Table of Contents
- Overview of the clinical trial data
- Type 1 diabetes studies
- Type 2 diabetes study
- Hyperkalemia study
- Main endpoints and what they mean
- What these trials show about research on Insulin Lispro
Overview of the clinical trial data
The source data includes four interventional trials studying Insulin Lispro in different settings.[1] These studies range from Phase 1 to Phase 3, which means the research includes early testing, smaller focused studies, and larger comparison trials.[1][2][3][4]
The target conditions are type 1 diabetes, type 2 diabetes, and hyperkalemia.[1][2][3][4] The studies also differ in size, from 20 participants in one early trial to 525 participants in a larger emergency-care trial.[1][4]
Type 1 diabetes studies
Two trials in the source data focus on people with type 1 diabetes.[1][2] One of them is a completed Phase 1 study with 20 participants that compared ultra-rapid-acting insulin, regular insulin, and Humalog after a meal.[1]
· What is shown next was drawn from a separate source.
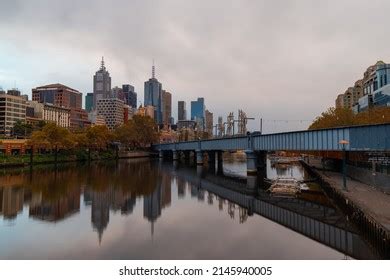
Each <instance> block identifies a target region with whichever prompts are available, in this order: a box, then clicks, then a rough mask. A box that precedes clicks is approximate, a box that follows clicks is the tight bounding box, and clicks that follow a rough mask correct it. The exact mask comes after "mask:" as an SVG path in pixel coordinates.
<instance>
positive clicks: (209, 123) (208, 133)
mask: <svg viewBox="0 0 390 280" xmlns="http://www.w3.org/2000/svg"><path fill="white" fill-rule="evenodd" d="M205 115H206V125H205V126H206V129H205V130H206V132H207V133H208V135H209V137H211V136H212V135H213V126H214V120H213V118H214V115H213V113H211V112H210V111H209V110H206V113H205Z"/></svg>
This study looked at how gastric emptying affected the best post-meal glucose result.[1] Gastric emptying means how fast food leaves the stomach, and the trial used this to see whether a faster or slower stomach emptying pattern changed which insulin worked best after eating.[1]
The second type 1 diabetes study was Phase 2 and was suspended after planning to enroll 30 participants.[2] It tested whether adding glucagon to Lyumjev could speed insulin absorption and improve glucose metabolism after subcutaneous injection, which means an injection under the skin.[2]
These two studies show different research goals in type 1 diabetes: one focused on meal-related glucose control, and the other focused on whether a combination approach could change how quickly insulin is absorbed and how it affects glucose use.[1][2]
Type 2 diabetes study
One Phase 3 trial studied people with type 2 diabetes and included Insulin Lispro among many treatment options being compared.[3] This study was authorised and planned to enroll 80 participants.[3]
The main goal was to explore whether the cardiovascular effects of SGLT-2 inhibitors are partly linked to the nerves that control the heart, and to study the progression of cardiovascular autonomic neuropathy.[3] Cardiovascular autonomic neuropathy is nerve damage that can affect heart control, and the trial also measured glucose variability over 6 months.[3]
Although Insulin Lispro was listed among the interventions, the trial was not only about this one treatment.[3] It was part of a broader study of several diabetes medicines and their relationship to heart and nerve outcomes.[3]
Hyperkalemia study
Another large Phase 3 trial studied hyperkalemia, which means high potassium in the blood.[4] This was a completed randomized clinical trial with 525 participants in emergency departments.[4]
The study compared insulin/dextrose infusion, nebulized salbutamol, and a combination of both treatments as first-line care to lower potassium at 60 minutes.[4] Insulin Lispro was listed among the insulin products used in the trial interventions, alongside other insulin and glucose treatments.[4]
This trial is important because it studied a fast emergency treatment goal: reducing serum potassium concentration safely and quickly in people who needed urgent care.[4]
Main endpoints and what they mean
The primary outcome is the main result each study is designed to measure.[1][2][3][4] In the type 1 diabetes meal study, the primary endpoint was the proportion of participants who achieved the lowest glucose AUC with the ultra-rapid insulin in certain gastric emptying groups, compared with regular insulin in the opposite groups.[1]
In the glucagon and Lyumjev study, the main endpoints were the area under the glucose consumption curve and the area under the insulin curve during the first 30 minutes.[2] These measurements help show how much glucose was used and how insulin levels changed shortly after treatment.[2]
In the type 2 diabetes trial, the endpoints included a 20% improvement in the LF:HF ratio, which is a heart rate variability measure, and improvement in at least one CART parameter together with better glucose variability over 6 months.[3] These outcomes were used to check nervous system and heart-related effects in diabetes.[3]
In the hyperkalemia study, the primary endpoint was the mean change in serum potassium from baseline to 60 minutes.[4] Serum potassium is the amount of potassium in the blood, and this endpoint shows whether the treatment lowered it within one hour.[4]
What these trials show about research on Insulin Lispro
The trial data show that Insulin Lispro is being studied in very different clinical situations, not just one disease area.[1][2][3][4] In type 1 diabetes, the focus is on post-meal glucose control and insulin absorption.[1][2] In type 2 diabetes, the study is looking at heart-related nerve outcomes and glucose variability.[3] In hyperkalemia, the trial is part of emergency treatment research aimed at lowering potassium quickly.[4]
Across the studies, the main research questions are about how well treatments work, how quickly they act, and what outcomes they change in the body.[1][2][3][4] The source data does not show one single purpose for all trials, but it does show that Insulin Lispro is being used in focused clinical research settings.[1][2][3][4]